Punished officers not likely to be ID’d
State Civil Rights Law allows names to be kept under wraps
It appears unlikely that the names of the Kingston police officers facing departmental discipline for allegedly roughing up a suspect over the summer will be made public.
Section 50-a of the state Civil Rights Law allows the personnel records of law-enforcement officers to be kept from the public. And Robert Freeman, executive director of the state Committee on Open Government, said Section 50-a supersedes the state’s Freedom of Information Law.
“Section 50-a is a terrible statute,” Freeman said Thursday. “... Our first priority is to see that statute either repealed or significantly modified.”
Freeman said the law covers “primarily people who wear uniforms — police officers, correction officers and professional firefighters.”
“It says that personnel records of those classes
of public employees that are used to evaluate performance toward continuing employment or promotion are confidential,” Freeman said of the law. “They cannot be disclosed unless the cop consents or unless a court, in some other context, orders disclosure.”
The Kingston Board of Police Commissioners on Wednesday recommended discipline against officers involved in the July 20 arrest of Adrin Brodhead in
front of the 440 Pizzeria on Broadway in Midtown Kingston.
Brodhead, 20, and his supporters have said the officers tackled, pepper sprayed and tased him after he didn’t obey a police order to put his hands behind his back.
The city’s lead attorney, Corporation Counsel Kevin Bryant, said Wednesday night that “three or four” officers will be subject to discipline in the matter, but he did not provide their names or say what the discipline might be.
Kingston Police Chief Egidio Tinti also declined to
provide the officers’ names or discuss possible action against them.

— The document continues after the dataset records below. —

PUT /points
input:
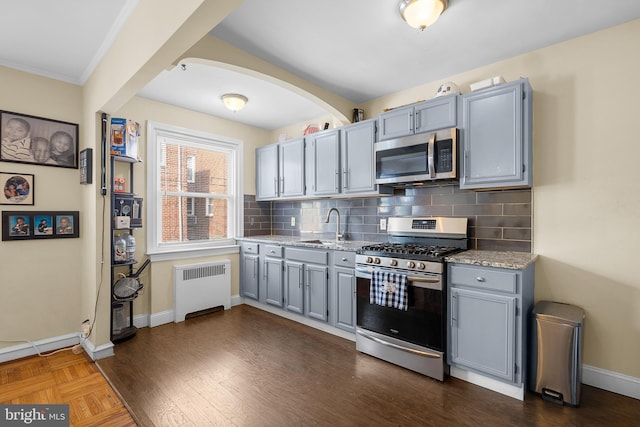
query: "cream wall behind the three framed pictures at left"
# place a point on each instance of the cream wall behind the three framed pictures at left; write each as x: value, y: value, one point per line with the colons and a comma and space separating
x: 40, y: 287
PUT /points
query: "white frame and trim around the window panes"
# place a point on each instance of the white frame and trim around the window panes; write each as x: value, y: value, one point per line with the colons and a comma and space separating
x: 158, y: 132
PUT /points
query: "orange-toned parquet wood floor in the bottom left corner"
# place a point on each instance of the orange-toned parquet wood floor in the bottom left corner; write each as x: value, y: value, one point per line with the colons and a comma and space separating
x: 64, y: 378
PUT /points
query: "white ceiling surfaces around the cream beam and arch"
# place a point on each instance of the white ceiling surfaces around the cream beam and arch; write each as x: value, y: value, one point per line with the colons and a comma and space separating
x: 359, y: 49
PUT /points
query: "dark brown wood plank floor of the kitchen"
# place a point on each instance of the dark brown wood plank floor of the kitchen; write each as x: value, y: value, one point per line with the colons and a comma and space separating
x: 247, y: 367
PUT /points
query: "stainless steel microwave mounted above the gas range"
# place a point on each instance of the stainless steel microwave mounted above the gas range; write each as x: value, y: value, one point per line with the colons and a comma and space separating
x: 427, y: 156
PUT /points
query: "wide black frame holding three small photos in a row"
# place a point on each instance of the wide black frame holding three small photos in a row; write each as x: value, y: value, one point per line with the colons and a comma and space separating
x: 34, y: 225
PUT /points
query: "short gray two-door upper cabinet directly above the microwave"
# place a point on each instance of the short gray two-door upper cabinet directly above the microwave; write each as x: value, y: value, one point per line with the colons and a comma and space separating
x: 437, y: 113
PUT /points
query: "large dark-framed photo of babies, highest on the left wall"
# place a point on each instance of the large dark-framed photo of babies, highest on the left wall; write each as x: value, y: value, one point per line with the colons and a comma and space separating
x: 36, y: 140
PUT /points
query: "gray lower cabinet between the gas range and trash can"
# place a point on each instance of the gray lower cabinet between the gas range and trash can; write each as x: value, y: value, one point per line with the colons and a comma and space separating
x: 488, y: 312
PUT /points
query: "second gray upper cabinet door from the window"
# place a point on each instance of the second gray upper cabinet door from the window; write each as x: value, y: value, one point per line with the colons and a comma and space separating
x: 292, y: 168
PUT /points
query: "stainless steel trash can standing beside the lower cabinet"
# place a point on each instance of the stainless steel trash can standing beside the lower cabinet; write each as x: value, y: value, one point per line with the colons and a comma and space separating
x: 556, y: 356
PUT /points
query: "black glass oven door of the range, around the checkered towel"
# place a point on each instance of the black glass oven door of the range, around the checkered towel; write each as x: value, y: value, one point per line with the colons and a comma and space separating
x: 421, y: 324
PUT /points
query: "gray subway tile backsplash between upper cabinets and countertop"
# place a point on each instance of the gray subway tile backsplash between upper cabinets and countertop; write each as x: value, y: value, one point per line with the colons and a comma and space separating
x: 498, y: 220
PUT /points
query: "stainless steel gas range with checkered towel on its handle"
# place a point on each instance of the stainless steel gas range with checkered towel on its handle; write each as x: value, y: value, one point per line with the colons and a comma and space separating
x: 402, y: 293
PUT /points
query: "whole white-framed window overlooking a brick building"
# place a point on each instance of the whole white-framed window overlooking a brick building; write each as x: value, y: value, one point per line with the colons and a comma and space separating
x: 194, y: 190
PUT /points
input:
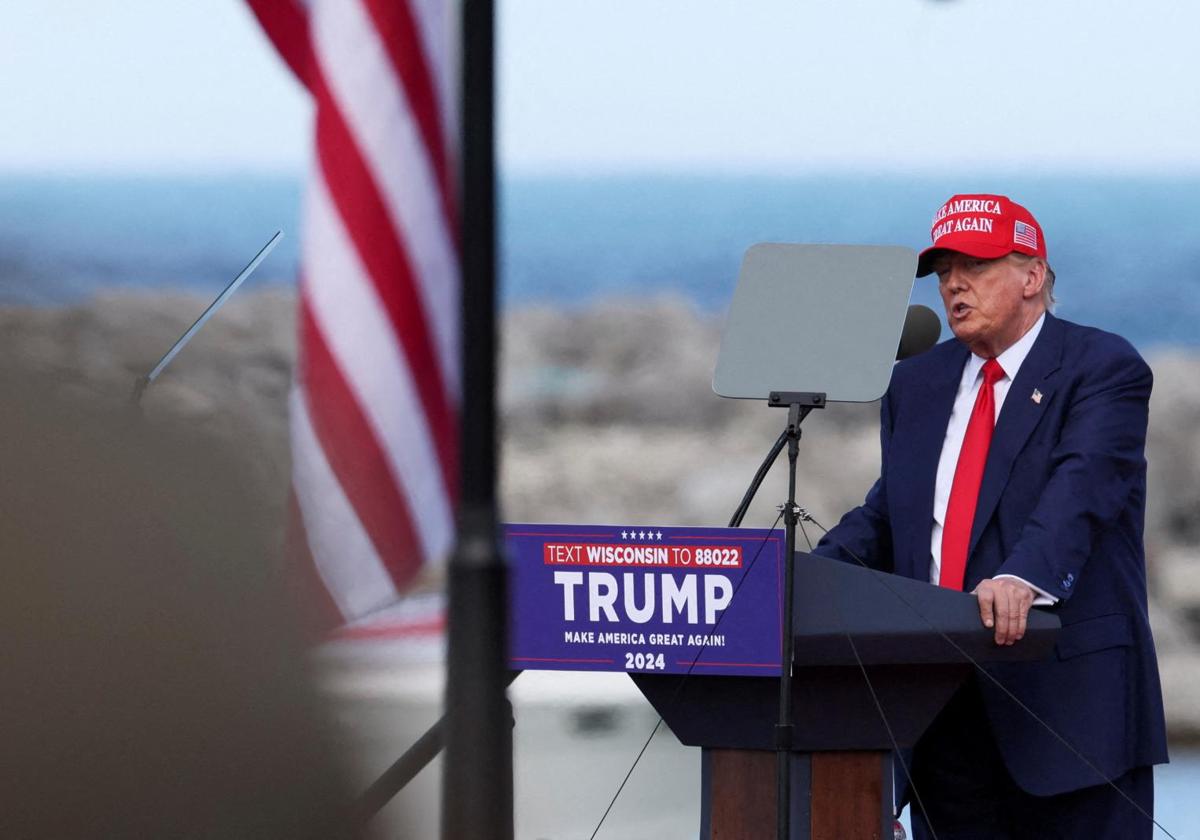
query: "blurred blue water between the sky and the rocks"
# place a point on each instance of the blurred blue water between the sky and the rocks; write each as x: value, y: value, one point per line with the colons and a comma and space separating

Callie Jayne, lead organizer for the group Citizen Action of New York, said at Wednesday’s police commission meeting that she does not expect significant consequences for the officers.
“We’re talking about police officers getting a note in their file, and that note in their file isn’t necessarily going to change anything,” she said. “As a person of color, who walks down the streets of Kingston everything single day, I ... and every other person of color should know which officers
were involved in this.”
Brodhead is black. Demonstrators who have showed up in support of him at some of his court appearances have said the officers in the July 20 incident were white.
Brodhead has said the encounter began when officers approached him and asked him for identification as he was walking home from work while carrying an open beer container. He ultimately was charged with resisting arrest, violating the city’s open-container ordinance and littering.
Brodhead rejected a deal in October under which
the open container and littering charges would have been dropped in exchange for him pleading guilty to disorderly conduct. As a result, he is to stand trial in March.
Citizen Action wants information about any allegations of Kingston police officers mistreating suspects.
“We are looking for [statistics regarding] stops by race and ethnicity; use of force, including pepper spray and tasing; and more information about the complaints against members of the Kingston Police Department,” Jayne said.
City officials have not responded to a Nov. 16 request from the Freeman for records about the use of force or tasers by the Kingston Police Department during the past five years.
In another matter Wednesday, the Board of Police Commissioners said a complaint by 27-year-old Fabian Marshall, who says he was tased more than 20 times by Kingston officers in September 2015 after they mistook him for a suspect in a reported assault, remains under review.
Marshall was convicted last month of obstructing governmental administration.